Llegando al final de la lectura giro la cabeza para mirar al público y me entusiasma encontrarme con su nerviosismo y sus gestos de incomodidad: un espectador se tapa la cara con la mano, pero abre los dedos para poder seguir observando secretamente como por la cerradura de una puerta. Otro se acomoda, inquieto, su barbijo de plástico celeste. Otro mira hacia los costados y cuenta la cantidad de luces que hay en la sala. Risas cerradas en el público del FIND al reconocer que la obra espeja muchos de sus procedimientos cotidianos. Les integrantes del grupo DRAGÓN usan a unos peluches de colores para la demostración de la performance soñada: ya ni siquiera son sus propios cuerpos las entidades que traccionan la representación. Antes de que las luces se apaguen, elles mismes caen en la cuenta de que sus vidas, sus obra y el mundo en general son una farsa. Fueron los creadores de una gran mentira y su entorno se encargó de aprobar, aplaudir y legitimarlo todo. El conjunto de cosas que los rodea es meramente una ilusión; ya no saben de qué hablar ni para qué hacer lo que hacen. Podrían estar en una galería de arte en San Pablo, en esta prestigiosa sala de teatro alemán, en la Bienal de Performance de Venecia o en el Santiago a Mil, da lo mismo. Nada es real adentro de estos sitios. Pero afuera hay una guerra, dice uno de los personajes. Afuera hay estado de sitio, afuera camiones esparcen gases lacrimógenos, afuera vallas antidisturbios y policías dispuestos a cualquier cosa. Afuera hay una guerra, adentro todo es fake.

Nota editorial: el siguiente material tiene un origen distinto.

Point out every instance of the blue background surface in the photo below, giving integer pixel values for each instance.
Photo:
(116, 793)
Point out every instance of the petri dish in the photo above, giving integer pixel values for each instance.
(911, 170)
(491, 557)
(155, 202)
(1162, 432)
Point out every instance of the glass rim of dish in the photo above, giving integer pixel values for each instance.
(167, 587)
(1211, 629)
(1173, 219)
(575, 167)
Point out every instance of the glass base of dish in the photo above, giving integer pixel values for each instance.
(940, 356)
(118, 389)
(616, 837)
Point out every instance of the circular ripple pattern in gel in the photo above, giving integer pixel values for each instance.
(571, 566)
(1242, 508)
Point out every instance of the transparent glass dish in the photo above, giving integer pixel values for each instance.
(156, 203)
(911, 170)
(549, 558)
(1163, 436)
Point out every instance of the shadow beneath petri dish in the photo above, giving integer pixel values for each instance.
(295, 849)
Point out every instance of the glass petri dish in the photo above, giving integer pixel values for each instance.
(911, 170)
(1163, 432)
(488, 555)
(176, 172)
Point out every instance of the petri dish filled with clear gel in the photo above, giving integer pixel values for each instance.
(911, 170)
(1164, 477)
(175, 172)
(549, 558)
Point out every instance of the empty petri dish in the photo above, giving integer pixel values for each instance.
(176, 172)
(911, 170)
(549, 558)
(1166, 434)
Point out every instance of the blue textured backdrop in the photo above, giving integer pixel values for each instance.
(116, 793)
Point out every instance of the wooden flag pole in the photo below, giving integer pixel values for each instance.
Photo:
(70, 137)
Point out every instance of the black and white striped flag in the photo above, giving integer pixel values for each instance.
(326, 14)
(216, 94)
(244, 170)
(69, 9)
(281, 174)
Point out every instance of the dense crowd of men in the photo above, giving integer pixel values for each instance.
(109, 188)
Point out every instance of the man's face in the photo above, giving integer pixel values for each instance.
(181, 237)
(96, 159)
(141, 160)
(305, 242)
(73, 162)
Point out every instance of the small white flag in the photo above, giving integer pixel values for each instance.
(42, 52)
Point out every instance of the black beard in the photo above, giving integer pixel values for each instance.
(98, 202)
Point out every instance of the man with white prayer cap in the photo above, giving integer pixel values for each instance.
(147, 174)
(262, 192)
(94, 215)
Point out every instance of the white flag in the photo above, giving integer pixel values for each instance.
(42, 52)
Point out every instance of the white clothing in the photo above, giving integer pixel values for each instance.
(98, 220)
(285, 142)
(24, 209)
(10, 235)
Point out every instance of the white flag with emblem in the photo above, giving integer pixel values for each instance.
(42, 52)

Esta líneas del guion de DRAGÓN, en las que les personajes se refieren evidentemente al afuera como todo lo que no es posible hacer ficción, tiene un vínculo directo con Neva, otra obra de Calderón estrenada en el 2006. Allí, en el monólogo final, uno de los personajes enuncia un texto muy similar: “¿Quieren hacer algo que sea de verdad? Salgan a la calle y vean la fuerza simple de la violencia política, el fin del régimen. Es tan lindo matar a un soldado y reventar a un ministro con una bomba, sale olor a justicia. Los demás actores no van a llegar, los mataron. Detesto tus gestos ensayados tus lágrimas negras, tu risa de gorila, tus pausas de merengue. Gallinero, basurero de ideas muertas. Va a haber una revolución y los que quedemos vivos vamos a ser libres. Vamos a tomar, vamos a ganar guerras, vamos a cantar en los funerales. Pero Olga, Aleko, no me hablen de amor, háblenme de hambre.”
Párrafo aparte -y prometido- para lo que vino después de la obra. Sobre la misma mesa donde ocurrió la lectura dramatizada se sienta uno de los curadores del teatro Schaubühne y tres mujeres del mundillo de la traducción teatral a charlar un poco más de una hora del vínculo entre la literatura dramática en español y la escena teatral alemana. Para empezar, dicen, hay que comprender que les autores de habla hispana que llegan y se establecen por estos lares son pocos. Por nombrar a algunes: Sergio Blanco, Angélica Liddell, Manuela Infante, Rogelio Orizondo, Rodrigo García, Rafael Spregelburb, Lola Arias o el mismo Calderón. A estos agreguémosles diez más con toda la furia y ya estamos. A pesar de que hay un vínculo establecido y plataformas que traducen y divulgan el teatro latinoamericano y español en Alemania, es complicado poder trascender en esta escena como autore. Se tienen que dar simultáneamente muchas cosas y la maquinaria de traducción en este campo tampoco es tan grande que digamos. Casi como si fueran coleccionistas de piedras preciosas, los curadores van a los festivales del sur a buscar el cuarzo que más brilla, o en realidad, el que más cuadra con todos los otros cuarzos que ya están ubicados en la gran galería del espectáculo internacional.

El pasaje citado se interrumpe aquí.